Like many bad trends in the 20th century, existentialism and nihilism have its roots in the late German romantic philosophy of Friedrich Nietzsche. Nietzsche not only influenced Hitler, but the entire existentialist movement – philosophers such as Sartre and Heidegger, and artists such as Ingmar Bergmann, Samuel Becket (especially Waiting for Godot, which is probably the most succinct summary of nihilism yet produced) and most recently Lars von Trier.
It is significant that James Holmes told the police that he is the Joker, as the Joker in the immediately preceding Batman film, The Dark Knight, is one of the most eloquent spokesmen for nihilism that can be found in popular culture. Which is not to say that The Dark Knight was not a moral film. It was, surprisingly so for a comic book flick. After all, the Joker was clearly portrayed as a villain. But for suburban kids who are taught to do what feels right and lack a higher code or a higher cause, the Joker can be a profoundly attractive character. From our hunter-gatherer days, we have been programmed to be attracted to charismatic, fearless leaders who work effectively and passionately towards their goals. And the Joker was all that. The real problem is the moral vacuum that many suburban kids grow up in which allows them to identify with the Joker’s primitive but attractive qualities rather than be repulsed by his evilness.

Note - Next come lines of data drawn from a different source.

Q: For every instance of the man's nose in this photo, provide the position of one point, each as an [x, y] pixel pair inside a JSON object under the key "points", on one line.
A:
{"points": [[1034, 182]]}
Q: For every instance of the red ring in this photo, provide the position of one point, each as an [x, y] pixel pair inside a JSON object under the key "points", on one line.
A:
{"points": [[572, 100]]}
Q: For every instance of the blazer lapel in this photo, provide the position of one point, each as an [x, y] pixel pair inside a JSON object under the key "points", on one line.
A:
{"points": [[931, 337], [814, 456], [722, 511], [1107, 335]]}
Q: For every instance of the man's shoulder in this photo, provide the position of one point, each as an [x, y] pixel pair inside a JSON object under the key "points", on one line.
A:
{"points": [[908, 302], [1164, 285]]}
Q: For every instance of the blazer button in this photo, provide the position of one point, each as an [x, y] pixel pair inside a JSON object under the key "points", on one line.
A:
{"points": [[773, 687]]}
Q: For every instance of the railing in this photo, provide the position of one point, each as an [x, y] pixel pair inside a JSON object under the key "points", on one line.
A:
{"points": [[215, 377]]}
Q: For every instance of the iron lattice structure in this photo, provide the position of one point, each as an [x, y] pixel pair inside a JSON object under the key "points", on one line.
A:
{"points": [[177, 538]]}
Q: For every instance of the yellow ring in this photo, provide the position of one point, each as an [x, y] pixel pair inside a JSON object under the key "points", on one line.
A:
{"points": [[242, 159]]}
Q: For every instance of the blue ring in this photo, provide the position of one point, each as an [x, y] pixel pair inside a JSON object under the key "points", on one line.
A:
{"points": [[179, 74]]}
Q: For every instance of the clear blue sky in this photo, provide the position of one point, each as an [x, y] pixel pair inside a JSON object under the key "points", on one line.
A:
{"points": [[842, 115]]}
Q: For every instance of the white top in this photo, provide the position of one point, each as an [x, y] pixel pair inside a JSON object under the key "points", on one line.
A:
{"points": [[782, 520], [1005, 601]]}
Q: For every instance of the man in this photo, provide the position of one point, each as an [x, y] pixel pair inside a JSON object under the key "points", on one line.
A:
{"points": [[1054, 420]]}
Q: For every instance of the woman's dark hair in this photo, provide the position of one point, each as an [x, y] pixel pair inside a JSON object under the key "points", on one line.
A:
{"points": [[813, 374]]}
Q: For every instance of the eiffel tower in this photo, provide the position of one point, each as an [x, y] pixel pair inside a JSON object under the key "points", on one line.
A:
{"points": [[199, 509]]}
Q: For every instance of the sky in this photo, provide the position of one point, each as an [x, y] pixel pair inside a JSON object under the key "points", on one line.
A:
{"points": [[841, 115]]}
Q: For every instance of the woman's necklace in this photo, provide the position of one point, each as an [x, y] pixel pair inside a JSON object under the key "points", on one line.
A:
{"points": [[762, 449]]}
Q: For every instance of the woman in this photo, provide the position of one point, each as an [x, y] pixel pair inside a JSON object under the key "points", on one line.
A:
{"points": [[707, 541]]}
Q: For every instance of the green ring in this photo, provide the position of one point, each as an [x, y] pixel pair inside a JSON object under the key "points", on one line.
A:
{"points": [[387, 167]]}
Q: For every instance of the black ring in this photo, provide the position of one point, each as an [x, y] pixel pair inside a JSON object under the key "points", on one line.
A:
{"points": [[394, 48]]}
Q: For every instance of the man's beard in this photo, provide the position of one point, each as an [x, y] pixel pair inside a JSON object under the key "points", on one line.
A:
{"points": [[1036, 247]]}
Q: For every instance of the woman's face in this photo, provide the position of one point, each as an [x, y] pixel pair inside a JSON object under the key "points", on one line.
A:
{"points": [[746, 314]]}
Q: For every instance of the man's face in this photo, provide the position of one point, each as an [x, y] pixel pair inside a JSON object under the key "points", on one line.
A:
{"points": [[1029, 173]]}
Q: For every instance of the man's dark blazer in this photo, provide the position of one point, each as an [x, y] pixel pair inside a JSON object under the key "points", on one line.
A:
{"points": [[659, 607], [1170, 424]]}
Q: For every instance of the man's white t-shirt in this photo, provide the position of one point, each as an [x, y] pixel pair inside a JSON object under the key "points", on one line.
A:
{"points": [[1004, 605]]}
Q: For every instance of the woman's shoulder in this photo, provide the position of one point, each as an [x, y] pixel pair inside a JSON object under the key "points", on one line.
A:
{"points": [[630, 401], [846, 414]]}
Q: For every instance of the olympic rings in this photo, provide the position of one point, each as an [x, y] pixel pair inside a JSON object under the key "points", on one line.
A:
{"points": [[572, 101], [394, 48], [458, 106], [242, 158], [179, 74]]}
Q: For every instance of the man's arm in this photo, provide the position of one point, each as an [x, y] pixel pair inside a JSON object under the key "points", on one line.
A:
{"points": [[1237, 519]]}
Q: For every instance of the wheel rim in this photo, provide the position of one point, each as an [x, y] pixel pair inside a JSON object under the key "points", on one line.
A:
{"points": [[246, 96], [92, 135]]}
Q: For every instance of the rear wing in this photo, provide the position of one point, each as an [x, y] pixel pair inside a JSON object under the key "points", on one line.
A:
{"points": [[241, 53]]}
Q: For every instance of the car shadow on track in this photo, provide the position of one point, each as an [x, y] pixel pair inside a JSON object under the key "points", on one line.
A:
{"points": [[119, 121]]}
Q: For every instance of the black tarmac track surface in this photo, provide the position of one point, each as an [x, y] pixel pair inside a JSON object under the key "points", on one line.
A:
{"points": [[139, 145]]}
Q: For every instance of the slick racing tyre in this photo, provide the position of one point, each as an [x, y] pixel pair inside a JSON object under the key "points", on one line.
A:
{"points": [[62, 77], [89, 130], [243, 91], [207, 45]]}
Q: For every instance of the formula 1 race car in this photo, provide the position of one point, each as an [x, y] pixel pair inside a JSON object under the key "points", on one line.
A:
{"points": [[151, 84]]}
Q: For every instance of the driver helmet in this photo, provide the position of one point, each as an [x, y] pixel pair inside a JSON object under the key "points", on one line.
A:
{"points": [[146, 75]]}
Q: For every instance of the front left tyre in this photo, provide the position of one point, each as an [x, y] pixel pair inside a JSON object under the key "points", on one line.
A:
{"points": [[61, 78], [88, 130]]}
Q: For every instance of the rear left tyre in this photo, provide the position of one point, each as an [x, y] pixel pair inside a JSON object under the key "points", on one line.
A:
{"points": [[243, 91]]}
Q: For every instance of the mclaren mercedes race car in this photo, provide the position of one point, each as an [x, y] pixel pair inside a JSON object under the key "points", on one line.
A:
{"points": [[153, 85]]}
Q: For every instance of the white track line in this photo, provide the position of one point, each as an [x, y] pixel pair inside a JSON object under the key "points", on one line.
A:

I have long believed that conservatives are ham-fistedly incompetent in prosecuting the culture war. In this line, I expect somebody like Brent Bozell to demand violence in films to be toned down. Wrong. Won’t do a thing because that isn’t the problem. Banning portrayals of seductive villains like the Joker won’t work either, even if you could figure out a workable legal definition of what you mean. The problem lies deeper. Think of Lars von Trier and the pessimistic, head-in-the-oven films of Ingmar Bergmann. The Joker’s philosophy is just culturally downstream of films like The Seventh Seal, where a returning Crusader plays chess with the devil. And of course, The Seventh Seal is downstream from Waiting for Godot, which is downstream from Heidegger and Nietzsche.
If you want to really fix our society and make it truly healthy as opposed to merely create an outwardly conformist but ultimately shallow Stepford Wives world that the left imagines the 1950’s were, mere bans and prohibitions won’t do. You have to attack the problem at its roots. This means that we have to roll up our sleeves and demonstrate that the philosophical core of nihilism and existentialism is rotten and inferior to a belief in God and country, which is a prerequisite for a functioning society. Then, you have to inspire a whole new generation of artists with these ideas, who will in turn create art that glorifies and promotes Western civilization.
If this sounds like a lot of work, it is. But the first step is to point out the negative consequences of the left’s core philosophical principles when they manifest themselves, events like, say, the Batman massacre.